The natural logarithm is typically thought of with real numbers, but it also applies to complex numbers. For real numbers, the natural logarithm function reverses the exponential function: \(\ln(e^x) = x\). With complex numbers, it’s similar but requires consideration of the complex plane.
For complex number \(i\), its natural logarithm is \( \ln(i) = i \frac{\pi}{2}\). This arises because logarithms convert multiplication into addition of their arguments. Remember that \(i\) can be written as \(e^{i \frac{\pi}{2}}\), so \(\ln(i) = \ln(e^{i \frac{\pi}{2}})\), which simplifies directly to \(i \frac{\pi}{2}\).

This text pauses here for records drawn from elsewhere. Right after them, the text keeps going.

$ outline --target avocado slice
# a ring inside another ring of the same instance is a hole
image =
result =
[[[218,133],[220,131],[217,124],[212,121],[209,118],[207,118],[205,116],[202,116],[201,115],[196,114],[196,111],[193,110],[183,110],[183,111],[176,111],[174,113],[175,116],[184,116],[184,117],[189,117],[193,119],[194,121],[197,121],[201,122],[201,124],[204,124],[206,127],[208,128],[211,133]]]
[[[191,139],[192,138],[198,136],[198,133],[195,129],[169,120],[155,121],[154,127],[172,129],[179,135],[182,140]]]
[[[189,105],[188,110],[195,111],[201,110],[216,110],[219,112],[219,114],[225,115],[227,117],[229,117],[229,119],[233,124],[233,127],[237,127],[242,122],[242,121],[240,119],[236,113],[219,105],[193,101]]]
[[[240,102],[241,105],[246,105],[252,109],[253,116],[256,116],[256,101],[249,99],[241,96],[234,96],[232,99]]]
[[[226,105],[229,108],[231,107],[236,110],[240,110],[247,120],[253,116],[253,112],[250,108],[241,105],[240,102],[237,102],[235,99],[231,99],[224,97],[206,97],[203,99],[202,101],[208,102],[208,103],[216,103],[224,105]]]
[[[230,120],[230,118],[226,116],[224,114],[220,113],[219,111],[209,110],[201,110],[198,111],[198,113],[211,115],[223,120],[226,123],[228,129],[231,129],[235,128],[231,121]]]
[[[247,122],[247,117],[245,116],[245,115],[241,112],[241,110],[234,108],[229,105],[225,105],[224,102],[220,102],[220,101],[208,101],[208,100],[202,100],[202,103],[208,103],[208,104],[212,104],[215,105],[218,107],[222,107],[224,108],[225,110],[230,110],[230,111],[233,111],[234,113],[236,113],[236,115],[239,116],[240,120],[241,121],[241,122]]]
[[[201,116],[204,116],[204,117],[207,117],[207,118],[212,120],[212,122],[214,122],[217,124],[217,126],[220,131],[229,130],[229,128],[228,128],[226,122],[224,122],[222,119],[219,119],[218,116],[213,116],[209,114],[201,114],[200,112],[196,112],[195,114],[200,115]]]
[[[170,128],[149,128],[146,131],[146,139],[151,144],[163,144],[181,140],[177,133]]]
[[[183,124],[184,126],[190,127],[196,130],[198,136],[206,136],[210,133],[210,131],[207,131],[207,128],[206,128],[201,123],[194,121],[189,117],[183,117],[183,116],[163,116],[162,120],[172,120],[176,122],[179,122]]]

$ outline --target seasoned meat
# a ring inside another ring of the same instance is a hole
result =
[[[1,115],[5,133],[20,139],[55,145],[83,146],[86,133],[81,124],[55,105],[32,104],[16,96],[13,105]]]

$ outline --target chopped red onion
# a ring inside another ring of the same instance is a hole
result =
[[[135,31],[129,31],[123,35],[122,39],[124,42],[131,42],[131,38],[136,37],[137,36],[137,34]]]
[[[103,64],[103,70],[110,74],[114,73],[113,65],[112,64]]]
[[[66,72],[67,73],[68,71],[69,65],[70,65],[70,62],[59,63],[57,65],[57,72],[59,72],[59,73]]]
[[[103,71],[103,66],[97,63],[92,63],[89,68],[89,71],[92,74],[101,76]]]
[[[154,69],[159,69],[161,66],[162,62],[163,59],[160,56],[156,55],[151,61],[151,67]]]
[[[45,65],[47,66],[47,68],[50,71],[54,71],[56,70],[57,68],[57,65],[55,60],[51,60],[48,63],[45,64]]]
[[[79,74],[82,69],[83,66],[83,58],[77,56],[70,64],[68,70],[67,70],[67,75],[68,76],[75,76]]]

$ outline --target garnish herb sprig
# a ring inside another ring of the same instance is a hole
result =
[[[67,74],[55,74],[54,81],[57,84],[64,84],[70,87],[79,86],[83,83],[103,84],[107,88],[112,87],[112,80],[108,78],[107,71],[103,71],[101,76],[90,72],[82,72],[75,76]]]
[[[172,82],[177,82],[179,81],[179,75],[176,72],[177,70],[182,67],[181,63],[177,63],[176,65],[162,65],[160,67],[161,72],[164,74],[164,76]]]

In our given problem, evaluating \(i^{\ln(i)}\) involves first finding \(\ln(i)\), which we determined as \(i \frac{\pi}{2}\). Then, we substitute it back into the exponent: \(i^{i \frac{\pi}{2}}\). Using our knowledge of exponent rules and simplifying with Euler's formula, we get \(e^{ - \frac{\pi}{2}}\), showing the natural logarithm’s crucial role in understanding complex exponents.